Buying an EV, for some, may be an exercise in conscience salving. For others, it may be an exercise in a reduction of running costs. For others, it may be the thrill, torque and efficiency of an electric motor powered car. There is no one standard that can be applied with a broad brush and then spout facts and figures to try and prove a point of view.

Nuclear power has both advantages and disadvantages, as do all the other options. It is finding a balance between all the options that will be the most efficient. Factor in the costs, both financially and environmentally, and you may begin to get an idea of what is best. I seriously doubt that there is a single answer... maybe cold fusion but we're a bit of a way from that for the moment.
 
#42 ·
#53 ·
I have seen a working high mass flywheel system, the balancing had to be near perfect and stay like that. I cannot see concrete being a suitable material. Any imbalance and it will tear itself to pieces and take out anything nearby. I would not want to be in line if it broke loose. I would be less nervous living next to a nuclear power station, not that I would want that either.
 
#61 ·
Oooh, more ignorance. Problem is, nuclear power plant generates electricity. It fixes its carbon debt. Your flywheels actually consume electricity through their use!

Yep, once you've smelted it at least twice in a VIM-VAR process to get the high grade steel you'd need for a flywheel.
 
#63 ·
Please provide actual numbers if you wish to continue these apparently baseless assertions.

You mention a flywheel scheme there from 6 years ago. Can you please show the CO2 account there, demonstrating costs versus CO2 benefits.

Then, you can carry on to explain the CO2 emissions from whatever power source actually delviered the energy into those things.

I trust you do understand that nuclear is an ENERGY GENERATOR and flywheels are ENERGY STORAGE.

You get the difference between generators and storage, and the thread is about generators.

If you are right, why is electricity so expensive when the nuclear stations get shut off?

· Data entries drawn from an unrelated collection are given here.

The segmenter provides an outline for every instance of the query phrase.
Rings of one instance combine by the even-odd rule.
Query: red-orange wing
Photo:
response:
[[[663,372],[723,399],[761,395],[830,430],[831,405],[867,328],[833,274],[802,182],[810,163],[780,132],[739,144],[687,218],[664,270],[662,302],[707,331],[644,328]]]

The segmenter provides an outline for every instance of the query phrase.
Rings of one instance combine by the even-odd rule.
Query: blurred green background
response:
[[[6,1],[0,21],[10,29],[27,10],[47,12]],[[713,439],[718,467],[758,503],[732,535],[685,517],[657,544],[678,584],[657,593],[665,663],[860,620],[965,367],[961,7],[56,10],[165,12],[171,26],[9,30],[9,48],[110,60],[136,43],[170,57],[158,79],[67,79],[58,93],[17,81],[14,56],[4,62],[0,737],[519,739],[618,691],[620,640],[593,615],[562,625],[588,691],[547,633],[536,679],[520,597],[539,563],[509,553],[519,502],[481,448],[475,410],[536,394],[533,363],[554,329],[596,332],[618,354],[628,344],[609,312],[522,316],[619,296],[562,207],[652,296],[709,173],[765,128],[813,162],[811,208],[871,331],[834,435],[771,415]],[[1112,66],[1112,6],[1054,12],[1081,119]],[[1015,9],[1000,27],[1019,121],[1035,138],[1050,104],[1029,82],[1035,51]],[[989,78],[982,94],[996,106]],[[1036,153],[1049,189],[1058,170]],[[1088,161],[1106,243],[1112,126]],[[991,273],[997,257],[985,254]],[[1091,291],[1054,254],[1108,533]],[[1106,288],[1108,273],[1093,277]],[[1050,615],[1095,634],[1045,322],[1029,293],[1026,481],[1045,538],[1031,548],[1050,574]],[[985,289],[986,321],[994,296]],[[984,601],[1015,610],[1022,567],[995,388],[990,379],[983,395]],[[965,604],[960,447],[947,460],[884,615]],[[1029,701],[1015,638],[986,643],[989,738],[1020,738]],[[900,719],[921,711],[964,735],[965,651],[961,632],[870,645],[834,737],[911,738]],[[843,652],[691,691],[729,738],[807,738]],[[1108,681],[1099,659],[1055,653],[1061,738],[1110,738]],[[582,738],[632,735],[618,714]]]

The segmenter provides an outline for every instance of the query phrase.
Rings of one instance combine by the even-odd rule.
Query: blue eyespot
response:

You are making no sense, none whatsoever, so you'll have to put some extraordinary numbers behind your extraordinary claims, or .. just shut it.
 
#70 ·
Your whole argument is flawed though. It's the Government pushing the EV agenda, due to the ban on conventionally powered cars from 2030. It won't make any difference if the man-maths still don't stack up in 9 years time. In any event, cars are still cheaper in real terms than they used to be, so it's no bad thing if they cost more, meaning fewer people have them. And that's before you take in to account the effect on people of too many cars.
 
#71 ·
First we tried steel but we found that the cost of steel was too high,” he said. “And then we tested cast iron, which is cheaper than steel but still too expensive. Finally, we decided to think about something really different. We’ve tried all of the classic materials. What’s next?”

Gennesseaux decided to give concrete a shot. Concrete is cheap and readily accessible but posed one significant problem – it doesn’t work well with flywheels. Gennesseaux thought he could adapt both concrete and the flywheel to work together. He decided to try prestressed concrete, which is extremely compressed concrete. He then adapted the flywheel to access the energy by reducing the compression rather than pulling on the material. To Gennesseaux’s surprise, concrete not only worked but it far exceeded expectations.

“Not only did it work, the concrete flywheel stored energy at one-tenth of the cost of batteries,” he said. “I didn’t trust the results at first. I had to check it many times before I was convinced!